Cérebro: pesquisa avaliou as estratégias dos participantes para ganhar dinheiro no futuro

Uma pesquisa realizada pela Universidade de Iowa em parceria com o Instituto de Tecnologia da Califórnia e a Universidade de Nova York examinou como o cérebro age na tomada de decisões sobre remunerações futuras. A conclusão da pesquisa sugere, grosso modo, que usar mais o cérebro pode não resultar necessariamente em melhores decisões nos investimentos pessoais. Mais precisamente, que tentar racionalizar e achar padrões em processos aleatórios é infrutífero.

Resumidamente, o estudo explica que quem se baseia apenas em informações recentes e cria interpretações complexas para embasar as decisões de investimentos pode se deixar influenciar por falsos padrões, fatores meramente ilusórios.

O trabalho estudou a função do córtex pré-frontal, que é a parte do cérebro que possui funções mentais como a memória, a exploração de novos ambientes e as tomadas de decisões sobre o futuro. Os pesquisadores avaliaram o comportamento de três grupos: um deles era composto por pessoas com danos no córtex pré-frontal, outro grupo tinha lesões em outras partes do cérebro e o terceiro grupo não possuía nenhum tipo de lesão.

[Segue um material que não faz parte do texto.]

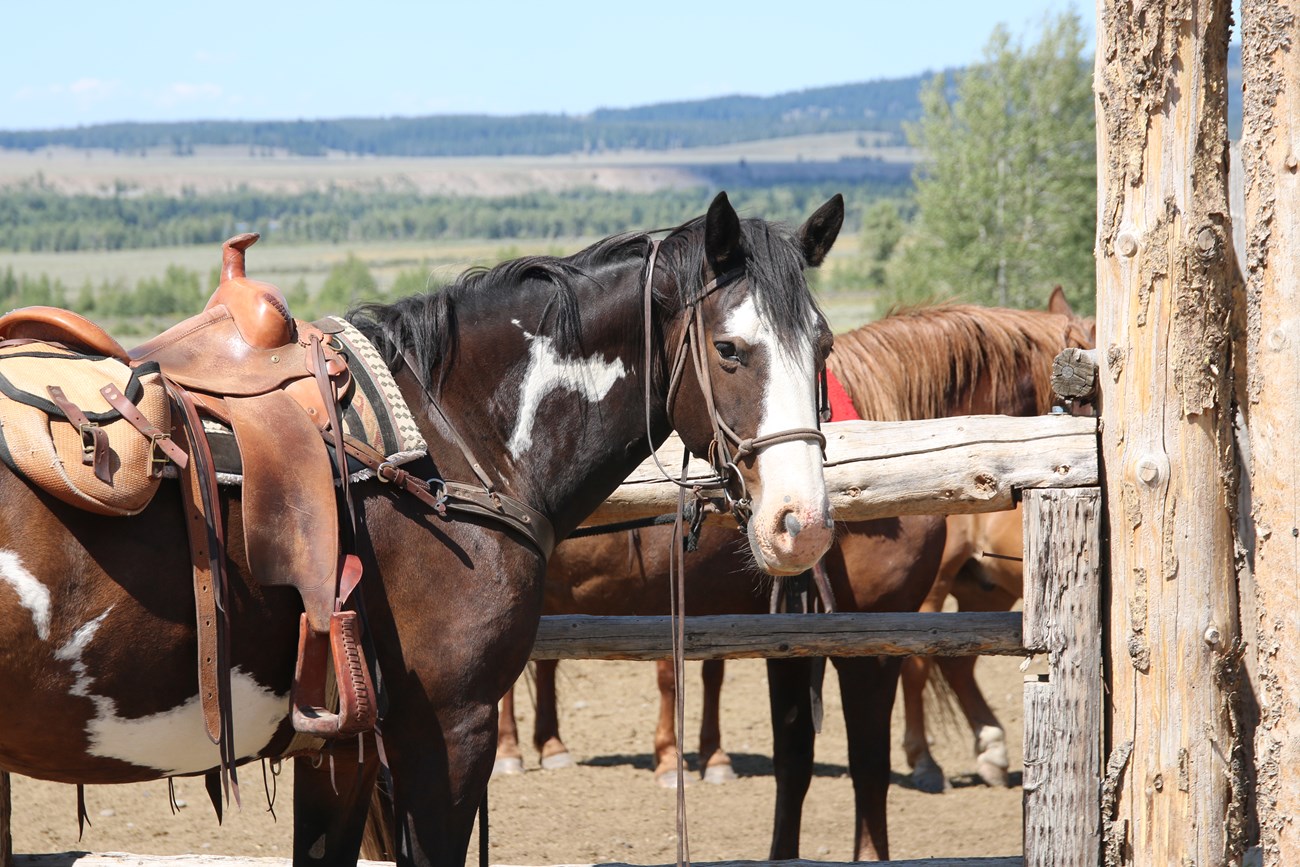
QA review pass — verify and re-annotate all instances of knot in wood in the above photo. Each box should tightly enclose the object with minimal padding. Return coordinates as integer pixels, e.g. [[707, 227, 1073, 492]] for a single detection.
[[1196, 226, 1219, 259]]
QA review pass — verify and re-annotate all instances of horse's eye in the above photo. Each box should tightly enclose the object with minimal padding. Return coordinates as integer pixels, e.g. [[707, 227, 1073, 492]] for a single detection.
[[714, 341, 740, 364]]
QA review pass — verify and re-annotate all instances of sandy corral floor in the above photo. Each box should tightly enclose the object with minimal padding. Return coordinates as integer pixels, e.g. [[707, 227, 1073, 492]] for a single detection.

Os grupos foram submetidos a um teste no qual eles deviam escolher repetidas vezes, entre quatro máquinas caça-níqueis, qual delas possibilitaria maiores ganhos. Segundo os pesquisadores, a chave da experiência consiste no fato de que, sem o conhecimento dos participantes, as máquinas variavam suas formas de remuneração de maneira totalmente aleatória. As mudanças motivavam os participantes a comparar os resultados passados para definir qual opção seria a melhor no presente e evitavam que eles se restringissem a apenas uma máquina.

Embora todos os participantes tenham levado em conta os resultados de longo prazo em algum nível, aqueles com o córtex pré-frontal saudável (tanto os completamente saudáveis quanto aqueles com lesões em outras partes do cérebro) basearam-se predominantemente nos resultados mais recentes.

“Enquanto os grupos dos pacientes saudáveis e com outras lesões cerebrais usaram principalmente comparações entre os dois resultados mais recentes para influenciar as decisões sobre a escolha seguinte, o grupo com lesões no córtex pré-frontal baseou a escolha inteiramente na recompensa histórica e não nos eventos recentes”, explicam os pesquisadores no artigo sobre o resultado da pesquisa.

Ao contrário do que os pesquisadores previram, os participantes com danos no cortex pré-frontal se saíram bem no resultado geral e ganharam tanto dinheiro quanto os pacientes saudáveis. Enquanto os pacientes com córtex pré-frontal saudável pulavam o tempo inteiro de uma máquina para a outra para melhorar seus resultados, os pacientes com essa região lesionada não tentavam ser mais espertos que a máquina ou adivinhar um padrão em um processo aleatório.

O córtex pré-frontal ajuda a fazer previsões de curto prazo. Em situações imprevisíveis, ele se recusa a admitir uma derrota e busca um padrão que possa ser utilizado para conferir alguma lógica à decisão que deve ser tomada naquele instante. O problema é que, frente à aleatoriedade, isto leva o indivíduo a criar padrões ilusórios.

Ao basear as decisões em resultados mais recentes, o grupo saudável percebeu tendências em fatores que eram propositalmente aleatórios. Isto mostra que as funções do córtex pré-frontal podem ser uma via de duas mãos, pois também podem trazer interpretações equivocadas. Ainda que o experimento não tenha sido elaborado para promover análises diretas sobre o comportamento de investidores em um mercado de ações, a aleatoriedade na remuneração das máquinas pode se comparar ao sobe e desce das bolsas de valores.

Guardadas as devidas proporções, a pesquisa mostra, portanto, que pessoas com o cérebro saudável têm uma tendência a tentar especular, comprando e vendendo ativos constantemente para tentar ganhar do mercado. Porém, fazer isso não é garantia de um bom resultado, podendo gerar resultados iguais ou até piores do que os das pessoas que olham dados de longo prazo ou permanecem mais tempo com um mesmo ativo.

O estudo intitulado “Anterior Prefrontal Cortex Contributes to Action Selection” (em livre tradução, “Córtex pré-frontal contribui para a escolha de ações”) é de autoria dos pesquisadores Christopher K. Kovach, Nathaniel D. Daw, David Rudrauf, Daniel Tranel, John P. O’Doherty e Ralph Adolphs.